SUTENT 12.5 mg 28 kapsül Zararları

Pfizer Firması

Güncelleme : 3 Temmuz 2018

Sutent zararları, Sutent önlemler, Sutent riskler, Sutent uyarılar, Sutent yan etkisi, Sutent istenmeyen etkiler, Sutent cinsel, Sutent etkileri, Sutent tedavi dozu, Sutent aç mı tok mu, Sutent hamilelik, Sutent emzirme, Sutent alkol, Sutent kullanımı bilgilerini içerir.

İstenmeyen etkiler

Solid tümörlü hastaların SUTENT tedavisi ile ilişkili tedaviye bağlı en önemli ciddi istenmeyen olaylar arasında pulmoner emboli (%1), trombositopeni (%1), tümör hemorajisi (%0.9), febril nötropeni (%0.4) ve hipertansiyon (%0.4) sayılabilir. Yorgunluk; diyare, bulantı, stomatit, dispepsi ve kusma gibi gastrointestinal bozukluklar; ciltte renk değişikliği; disguzi ve anoreksi, en yaygın (hastaların en az %20’sinde) görülen her gradeden tedaviye bağlı istenmeyen olaylardır.
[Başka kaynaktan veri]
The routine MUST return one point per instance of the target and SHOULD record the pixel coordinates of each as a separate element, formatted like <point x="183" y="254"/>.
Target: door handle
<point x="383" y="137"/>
Yorgunluk, hipertansiyon ve nötropeni en yaygın grade 3 tedaviye bağlı maksimum şiddetli advers olaylardır ve lipaz artışı solid tümörlü hastalarda grade 4 tedaviye bağlı en sık meydana gelen istenmeyen olaydır.

Faz 3 çalışmada, GIST ve mRCC hastalarının >%2’sinde ve pankreatik NET hastalarının >%5’inde bildirilen advers reaksiyonlar, sistem ve sıklık derecesine göre aşağıda listelenmiştir.

Çok yaygın (>1/10), yaygın (>1/100 ila <1/10), yaygın olmayan (>1/1.000 ila <1/100), seyrek (>1/10.000 ila <1/1.000), çok seyrek (<1/10.000), bilinmiyor (eldeki verilerden hareketle tahmin edilemiyor) olarak tanımlanmaktadır.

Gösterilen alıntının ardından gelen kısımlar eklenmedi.